Maggio 2005: metti una sera a cena, a Washington. In casa di comuni amici, Gino Strada dialoga con la comunità italiana nella capitale degli Stati Uniti, diplomatici, funzionari, lobbisti, giornalisti. Gli americani, che sei mesi prima hanno rieletto presidente George W. Bush, stanno appena cominciando a scoprire le bugie dell’Amministrazione sulle armi di distruzione di massa dell’Iraq, che non c’erano, ma che erano state usate come pretesto per invadere il Paese e rovesciare il regime di Saddam Hussein. Ma l’attacco all’Afghanistan del 2001, deciso subito dopo l’11 settembre 2001, non lo mette – ancora – in discussione nessuno.

Strada è già un personaggio, ma non è ancora così conosciuto come sarebbe divenuto di lì a poco: si presenta come un medico, il fondatore dell’organizzazione umanitaria Emergency; è a Washington per una conferenza internazionale sull’assistenza fisica e sociale alle vittime delle guerre, un forum fra le agenzie e le organizzazioni non governative che agiscono per aiutare le vittime delle mine e degli ordigni, delle pallottole e delle bombe dei conflitti, dei terrorismi e delle guerre civili, dovunque siano combattute, senza distinzione di campo e di credo, senza guardare se siano militari o civili e quali insegne portino.

A quel momento, Emergency, fondata nel 1994, ha già assistito, in dieci anni di vita e di esperienze sul terreno, oltre 1,4 milioni di vittime di guerra, gratuitamente e “su basi strettamente ugualitarie e neutrali”, dice Strada, citato in un dispaccio dell’Ansa del collega Cristiano Del Riccio; e ha creato centri chirurgici e di recupero, pronti soccorso, maternità e ambulatori sanitari in Afghanistan, Iraq, Cambogia, Sierra Leone, Algeria e Cisgiordania. Strada tornerà di lì a poco negli Usa per presentare la traduzione inglese del suo libro di esperienze di chirurgo di guerra Pappagalli Verdi.

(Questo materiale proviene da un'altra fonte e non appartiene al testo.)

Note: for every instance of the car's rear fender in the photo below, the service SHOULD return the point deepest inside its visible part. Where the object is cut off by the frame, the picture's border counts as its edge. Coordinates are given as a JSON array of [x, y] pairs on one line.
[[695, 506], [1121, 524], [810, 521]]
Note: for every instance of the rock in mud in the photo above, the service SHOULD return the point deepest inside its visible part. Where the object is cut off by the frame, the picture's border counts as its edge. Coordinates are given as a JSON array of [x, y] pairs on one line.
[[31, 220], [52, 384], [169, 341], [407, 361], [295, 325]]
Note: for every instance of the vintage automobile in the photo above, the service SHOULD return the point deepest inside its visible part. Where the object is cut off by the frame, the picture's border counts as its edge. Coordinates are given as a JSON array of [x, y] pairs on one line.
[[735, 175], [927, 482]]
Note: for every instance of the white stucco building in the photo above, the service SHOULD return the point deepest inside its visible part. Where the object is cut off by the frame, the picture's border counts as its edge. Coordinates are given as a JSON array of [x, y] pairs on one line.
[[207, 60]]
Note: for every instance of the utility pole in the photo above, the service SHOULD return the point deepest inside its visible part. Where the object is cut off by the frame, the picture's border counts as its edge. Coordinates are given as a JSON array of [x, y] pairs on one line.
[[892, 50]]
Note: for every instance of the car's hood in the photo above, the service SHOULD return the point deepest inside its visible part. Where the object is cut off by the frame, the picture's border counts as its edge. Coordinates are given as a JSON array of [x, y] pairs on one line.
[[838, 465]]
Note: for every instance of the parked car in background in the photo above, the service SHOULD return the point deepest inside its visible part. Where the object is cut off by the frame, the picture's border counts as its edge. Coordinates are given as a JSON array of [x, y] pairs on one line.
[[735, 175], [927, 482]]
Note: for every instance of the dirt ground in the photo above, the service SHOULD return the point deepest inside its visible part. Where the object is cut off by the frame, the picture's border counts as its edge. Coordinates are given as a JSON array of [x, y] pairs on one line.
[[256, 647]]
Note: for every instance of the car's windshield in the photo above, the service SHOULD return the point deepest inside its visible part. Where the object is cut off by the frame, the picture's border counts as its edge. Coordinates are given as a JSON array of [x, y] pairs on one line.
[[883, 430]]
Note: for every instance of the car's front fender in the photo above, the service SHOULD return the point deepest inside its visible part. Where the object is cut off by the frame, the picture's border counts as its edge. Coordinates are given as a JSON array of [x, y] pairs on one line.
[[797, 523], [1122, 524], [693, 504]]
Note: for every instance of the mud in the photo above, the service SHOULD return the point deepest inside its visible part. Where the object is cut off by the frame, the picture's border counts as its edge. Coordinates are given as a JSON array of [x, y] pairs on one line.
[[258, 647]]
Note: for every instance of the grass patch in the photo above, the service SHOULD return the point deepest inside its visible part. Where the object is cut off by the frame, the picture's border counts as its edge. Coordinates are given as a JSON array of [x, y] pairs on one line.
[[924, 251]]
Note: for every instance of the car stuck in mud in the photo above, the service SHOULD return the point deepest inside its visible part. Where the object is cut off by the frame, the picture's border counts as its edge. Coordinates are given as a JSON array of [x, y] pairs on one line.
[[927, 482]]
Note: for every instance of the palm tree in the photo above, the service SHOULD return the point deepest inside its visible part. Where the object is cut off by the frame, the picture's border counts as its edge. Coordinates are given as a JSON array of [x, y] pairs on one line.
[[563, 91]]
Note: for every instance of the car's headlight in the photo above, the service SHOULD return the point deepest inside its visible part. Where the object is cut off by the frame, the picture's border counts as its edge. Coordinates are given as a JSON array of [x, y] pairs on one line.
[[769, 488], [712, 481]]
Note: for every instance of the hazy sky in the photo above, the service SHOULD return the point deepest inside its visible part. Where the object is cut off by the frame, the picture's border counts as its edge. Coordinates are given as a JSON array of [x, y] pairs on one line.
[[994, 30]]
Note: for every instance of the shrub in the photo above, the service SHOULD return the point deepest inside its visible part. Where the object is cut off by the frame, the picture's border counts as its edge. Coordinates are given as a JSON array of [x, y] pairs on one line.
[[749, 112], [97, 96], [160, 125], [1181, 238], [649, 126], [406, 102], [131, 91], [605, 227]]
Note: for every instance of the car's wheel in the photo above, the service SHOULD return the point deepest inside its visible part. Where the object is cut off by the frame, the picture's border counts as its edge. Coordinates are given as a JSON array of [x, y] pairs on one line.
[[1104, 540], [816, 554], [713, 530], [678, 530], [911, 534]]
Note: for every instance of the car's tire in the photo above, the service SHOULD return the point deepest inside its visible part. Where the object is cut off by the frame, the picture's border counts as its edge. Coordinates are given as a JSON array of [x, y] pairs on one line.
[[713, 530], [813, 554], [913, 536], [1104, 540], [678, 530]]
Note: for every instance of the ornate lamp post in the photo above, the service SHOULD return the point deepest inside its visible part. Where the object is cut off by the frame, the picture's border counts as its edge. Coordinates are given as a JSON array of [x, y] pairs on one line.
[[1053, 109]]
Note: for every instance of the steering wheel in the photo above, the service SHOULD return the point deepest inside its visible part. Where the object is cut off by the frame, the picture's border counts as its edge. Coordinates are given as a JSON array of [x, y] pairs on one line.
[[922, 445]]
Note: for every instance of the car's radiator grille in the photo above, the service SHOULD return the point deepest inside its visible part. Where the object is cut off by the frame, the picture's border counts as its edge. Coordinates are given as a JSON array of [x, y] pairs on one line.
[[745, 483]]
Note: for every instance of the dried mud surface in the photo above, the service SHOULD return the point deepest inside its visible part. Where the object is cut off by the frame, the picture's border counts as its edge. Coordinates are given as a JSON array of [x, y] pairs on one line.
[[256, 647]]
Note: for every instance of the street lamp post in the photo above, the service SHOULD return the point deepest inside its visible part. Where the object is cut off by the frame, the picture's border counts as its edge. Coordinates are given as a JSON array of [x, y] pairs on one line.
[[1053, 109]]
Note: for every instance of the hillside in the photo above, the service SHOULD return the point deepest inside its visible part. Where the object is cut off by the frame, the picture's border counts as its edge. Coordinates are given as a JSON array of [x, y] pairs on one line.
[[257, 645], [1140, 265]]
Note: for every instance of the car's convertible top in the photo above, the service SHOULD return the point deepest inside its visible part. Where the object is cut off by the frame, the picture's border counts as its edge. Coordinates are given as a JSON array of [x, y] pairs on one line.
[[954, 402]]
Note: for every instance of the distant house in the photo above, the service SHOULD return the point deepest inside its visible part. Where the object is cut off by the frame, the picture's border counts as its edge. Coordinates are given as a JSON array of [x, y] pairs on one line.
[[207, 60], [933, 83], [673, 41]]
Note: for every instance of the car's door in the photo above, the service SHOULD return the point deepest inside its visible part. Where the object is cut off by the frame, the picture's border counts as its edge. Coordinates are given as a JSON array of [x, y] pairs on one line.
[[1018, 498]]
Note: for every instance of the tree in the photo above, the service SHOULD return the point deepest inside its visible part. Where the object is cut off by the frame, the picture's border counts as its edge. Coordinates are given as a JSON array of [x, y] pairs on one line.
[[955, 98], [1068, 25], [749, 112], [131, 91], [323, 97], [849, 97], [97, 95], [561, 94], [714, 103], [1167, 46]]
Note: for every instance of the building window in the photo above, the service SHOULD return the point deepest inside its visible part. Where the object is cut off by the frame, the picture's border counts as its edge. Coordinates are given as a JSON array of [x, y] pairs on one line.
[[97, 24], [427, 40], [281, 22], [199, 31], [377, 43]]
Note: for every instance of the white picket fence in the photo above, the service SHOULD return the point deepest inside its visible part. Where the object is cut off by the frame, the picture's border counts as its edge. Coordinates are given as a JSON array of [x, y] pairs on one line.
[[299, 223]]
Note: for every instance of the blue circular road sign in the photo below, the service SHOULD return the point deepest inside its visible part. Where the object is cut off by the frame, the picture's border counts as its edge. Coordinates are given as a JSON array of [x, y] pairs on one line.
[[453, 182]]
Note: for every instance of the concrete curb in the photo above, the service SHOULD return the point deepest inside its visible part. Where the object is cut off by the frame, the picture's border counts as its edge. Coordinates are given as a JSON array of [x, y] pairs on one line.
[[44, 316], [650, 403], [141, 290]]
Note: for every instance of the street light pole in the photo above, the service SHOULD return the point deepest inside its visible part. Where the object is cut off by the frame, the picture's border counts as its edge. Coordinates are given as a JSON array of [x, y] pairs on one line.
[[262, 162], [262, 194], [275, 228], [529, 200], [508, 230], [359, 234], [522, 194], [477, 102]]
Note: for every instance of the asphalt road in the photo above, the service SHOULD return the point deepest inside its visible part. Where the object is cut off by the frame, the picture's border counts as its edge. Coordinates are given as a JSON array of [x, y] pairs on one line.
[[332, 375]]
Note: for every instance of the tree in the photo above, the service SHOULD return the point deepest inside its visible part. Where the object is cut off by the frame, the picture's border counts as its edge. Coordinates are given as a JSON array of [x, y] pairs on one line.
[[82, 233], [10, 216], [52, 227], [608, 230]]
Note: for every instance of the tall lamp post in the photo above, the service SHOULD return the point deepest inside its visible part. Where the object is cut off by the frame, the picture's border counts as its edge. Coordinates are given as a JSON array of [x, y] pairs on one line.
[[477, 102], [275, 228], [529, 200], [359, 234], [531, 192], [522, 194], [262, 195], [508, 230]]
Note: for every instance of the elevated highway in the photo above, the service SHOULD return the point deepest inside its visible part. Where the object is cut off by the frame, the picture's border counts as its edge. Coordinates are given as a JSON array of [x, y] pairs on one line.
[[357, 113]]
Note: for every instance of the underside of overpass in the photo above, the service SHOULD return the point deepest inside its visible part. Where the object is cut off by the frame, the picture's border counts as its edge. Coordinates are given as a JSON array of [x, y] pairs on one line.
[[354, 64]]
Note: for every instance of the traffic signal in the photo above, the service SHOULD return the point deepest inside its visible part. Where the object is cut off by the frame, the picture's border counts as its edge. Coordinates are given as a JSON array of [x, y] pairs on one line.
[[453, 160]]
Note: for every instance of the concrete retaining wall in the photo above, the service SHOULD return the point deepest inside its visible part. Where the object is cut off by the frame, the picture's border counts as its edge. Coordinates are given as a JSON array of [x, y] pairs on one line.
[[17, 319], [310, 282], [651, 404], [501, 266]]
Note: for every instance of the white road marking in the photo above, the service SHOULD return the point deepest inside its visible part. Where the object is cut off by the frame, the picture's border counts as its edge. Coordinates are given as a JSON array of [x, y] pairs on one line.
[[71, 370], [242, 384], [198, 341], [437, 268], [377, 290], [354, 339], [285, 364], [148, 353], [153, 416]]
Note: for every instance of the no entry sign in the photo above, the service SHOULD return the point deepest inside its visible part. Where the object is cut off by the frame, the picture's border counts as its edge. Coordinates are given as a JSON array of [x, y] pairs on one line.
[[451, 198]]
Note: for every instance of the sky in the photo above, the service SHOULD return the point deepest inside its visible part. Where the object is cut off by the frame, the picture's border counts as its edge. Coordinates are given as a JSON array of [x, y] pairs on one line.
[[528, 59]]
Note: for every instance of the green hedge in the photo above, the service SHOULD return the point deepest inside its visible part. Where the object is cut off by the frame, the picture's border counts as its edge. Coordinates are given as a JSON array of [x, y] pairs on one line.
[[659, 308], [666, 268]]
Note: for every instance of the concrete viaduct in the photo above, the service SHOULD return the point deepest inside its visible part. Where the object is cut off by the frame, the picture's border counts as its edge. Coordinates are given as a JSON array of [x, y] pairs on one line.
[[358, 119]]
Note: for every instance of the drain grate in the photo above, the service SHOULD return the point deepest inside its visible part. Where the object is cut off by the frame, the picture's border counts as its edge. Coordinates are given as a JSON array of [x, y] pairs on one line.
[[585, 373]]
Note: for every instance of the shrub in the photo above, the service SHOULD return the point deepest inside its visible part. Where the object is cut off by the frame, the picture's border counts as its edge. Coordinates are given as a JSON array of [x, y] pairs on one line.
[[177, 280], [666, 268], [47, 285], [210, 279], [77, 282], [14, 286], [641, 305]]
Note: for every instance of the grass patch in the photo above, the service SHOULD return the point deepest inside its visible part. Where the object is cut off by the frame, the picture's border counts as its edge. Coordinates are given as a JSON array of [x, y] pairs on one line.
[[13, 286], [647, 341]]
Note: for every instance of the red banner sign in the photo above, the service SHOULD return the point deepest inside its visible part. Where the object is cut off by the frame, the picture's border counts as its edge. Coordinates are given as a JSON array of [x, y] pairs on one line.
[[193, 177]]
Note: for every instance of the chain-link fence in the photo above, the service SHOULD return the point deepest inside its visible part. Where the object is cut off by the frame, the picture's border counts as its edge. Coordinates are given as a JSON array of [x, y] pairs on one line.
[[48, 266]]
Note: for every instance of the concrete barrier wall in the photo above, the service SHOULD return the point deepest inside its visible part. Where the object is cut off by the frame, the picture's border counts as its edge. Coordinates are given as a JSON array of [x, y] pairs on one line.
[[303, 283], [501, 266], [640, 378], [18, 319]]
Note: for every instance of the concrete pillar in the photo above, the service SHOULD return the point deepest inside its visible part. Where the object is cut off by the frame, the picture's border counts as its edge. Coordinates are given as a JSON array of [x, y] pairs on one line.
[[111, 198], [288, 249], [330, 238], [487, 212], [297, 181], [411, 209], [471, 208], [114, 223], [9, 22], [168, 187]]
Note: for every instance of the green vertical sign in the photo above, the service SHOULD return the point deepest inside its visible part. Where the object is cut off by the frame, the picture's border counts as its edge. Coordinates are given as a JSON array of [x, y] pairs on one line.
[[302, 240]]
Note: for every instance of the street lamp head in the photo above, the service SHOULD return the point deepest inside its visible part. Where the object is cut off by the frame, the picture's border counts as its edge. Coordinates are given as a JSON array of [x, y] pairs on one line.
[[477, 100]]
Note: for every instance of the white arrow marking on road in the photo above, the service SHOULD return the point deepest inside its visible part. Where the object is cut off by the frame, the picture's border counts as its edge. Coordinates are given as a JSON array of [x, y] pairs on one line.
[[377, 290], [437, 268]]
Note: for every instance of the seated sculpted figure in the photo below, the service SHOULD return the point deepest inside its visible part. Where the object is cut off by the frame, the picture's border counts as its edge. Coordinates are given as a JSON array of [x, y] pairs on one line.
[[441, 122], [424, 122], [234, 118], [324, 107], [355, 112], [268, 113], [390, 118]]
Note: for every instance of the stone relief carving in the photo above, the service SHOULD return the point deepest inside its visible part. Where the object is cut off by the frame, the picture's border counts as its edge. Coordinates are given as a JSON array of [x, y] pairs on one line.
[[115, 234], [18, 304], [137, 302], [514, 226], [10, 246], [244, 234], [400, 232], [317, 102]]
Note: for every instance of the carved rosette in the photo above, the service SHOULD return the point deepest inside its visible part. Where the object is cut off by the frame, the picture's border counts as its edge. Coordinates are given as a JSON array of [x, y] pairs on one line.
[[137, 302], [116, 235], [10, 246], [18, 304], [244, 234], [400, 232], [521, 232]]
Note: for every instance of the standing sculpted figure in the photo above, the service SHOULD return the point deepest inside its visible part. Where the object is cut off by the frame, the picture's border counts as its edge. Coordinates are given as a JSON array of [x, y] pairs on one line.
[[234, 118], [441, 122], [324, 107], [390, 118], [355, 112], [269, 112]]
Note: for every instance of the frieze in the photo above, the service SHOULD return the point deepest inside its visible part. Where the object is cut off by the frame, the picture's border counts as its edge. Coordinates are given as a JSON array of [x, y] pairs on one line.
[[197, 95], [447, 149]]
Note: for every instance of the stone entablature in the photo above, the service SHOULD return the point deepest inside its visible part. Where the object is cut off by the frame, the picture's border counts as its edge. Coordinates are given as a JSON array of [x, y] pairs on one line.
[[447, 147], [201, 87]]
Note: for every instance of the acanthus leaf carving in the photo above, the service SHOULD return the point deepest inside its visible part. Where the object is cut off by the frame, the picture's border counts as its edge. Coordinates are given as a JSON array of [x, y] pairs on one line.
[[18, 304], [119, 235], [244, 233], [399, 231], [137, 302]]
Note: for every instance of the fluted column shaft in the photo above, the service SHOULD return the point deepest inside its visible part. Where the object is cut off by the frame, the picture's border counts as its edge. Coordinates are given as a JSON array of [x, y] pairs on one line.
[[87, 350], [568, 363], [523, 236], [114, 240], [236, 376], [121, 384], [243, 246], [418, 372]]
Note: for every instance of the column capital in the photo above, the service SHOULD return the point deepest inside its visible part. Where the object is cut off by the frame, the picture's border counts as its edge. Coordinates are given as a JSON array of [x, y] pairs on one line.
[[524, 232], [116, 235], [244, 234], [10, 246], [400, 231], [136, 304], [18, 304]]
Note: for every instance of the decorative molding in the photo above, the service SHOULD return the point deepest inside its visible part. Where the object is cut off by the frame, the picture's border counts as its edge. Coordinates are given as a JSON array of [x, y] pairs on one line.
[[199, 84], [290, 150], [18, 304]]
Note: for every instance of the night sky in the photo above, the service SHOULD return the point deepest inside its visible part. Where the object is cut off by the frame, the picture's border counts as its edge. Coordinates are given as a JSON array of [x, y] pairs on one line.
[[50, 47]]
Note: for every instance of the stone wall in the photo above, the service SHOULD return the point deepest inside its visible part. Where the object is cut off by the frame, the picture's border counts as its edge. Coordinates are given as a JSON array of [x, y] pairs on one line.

Quella sera del maggio 2005, l’incontro con la comunità italiana vuole anche essere una raccolta fondi. Ma per me, come per molti dei presenti, è l’occasione per conoscere un uomo che vuole “curare le ferite e le vittime di tutte le guerre”, come ha oggi detto il senatore Pietro Grasso, e anche per scoprire aspetti della guerra in Afghanistan che non trapelano dalle cronache pur drammatiche del Pentagono e dai briefing dell’Amministrazione.

Gino Strada se n’è andato nelle ore in cui l’Afghanistan sta tornando alla casella di partenza ‘pre 11 settembre 2001′: un Paese nelle mani dei talebani, che offre santuari a organizzazioni terroristiche integraliste – allora al Qaeda, oggi quel che ne resta e quel che s’è qui rifugiato dell’Isis, il sedicente Stato islamico. È l’ennesima conferma dell’inutilità e dell’avventatezza di vent’anni di conflitti, orrori, atrocità, ingiustizie, che s’innescano sulla storia recente e antica di quel Paese, più volte conquistato e mai sottomesso, incapace di pace con se stesso e con il mondo.

Quel medico idealista ma concreto mi ricordò il dottore di Edgar Lee Masters e Fabrizio de André, che da bambino voleva curare i ciliegi “perché rossi di frutti li credevo feriti”. Strada aveva già chiara, dentro e nei racconti che faceva, l’insensatezza delle sofferenze cui assisteva e cui voleva porre un rimedio. Senza troppo aspettarsi di essere ascoltato dalla politica e dalla diplomazia e forse neppure da quei connazionali – persone ‘tanto per bene’ – venuti a incontrarlo a Washington più per curiosità che per convinzione.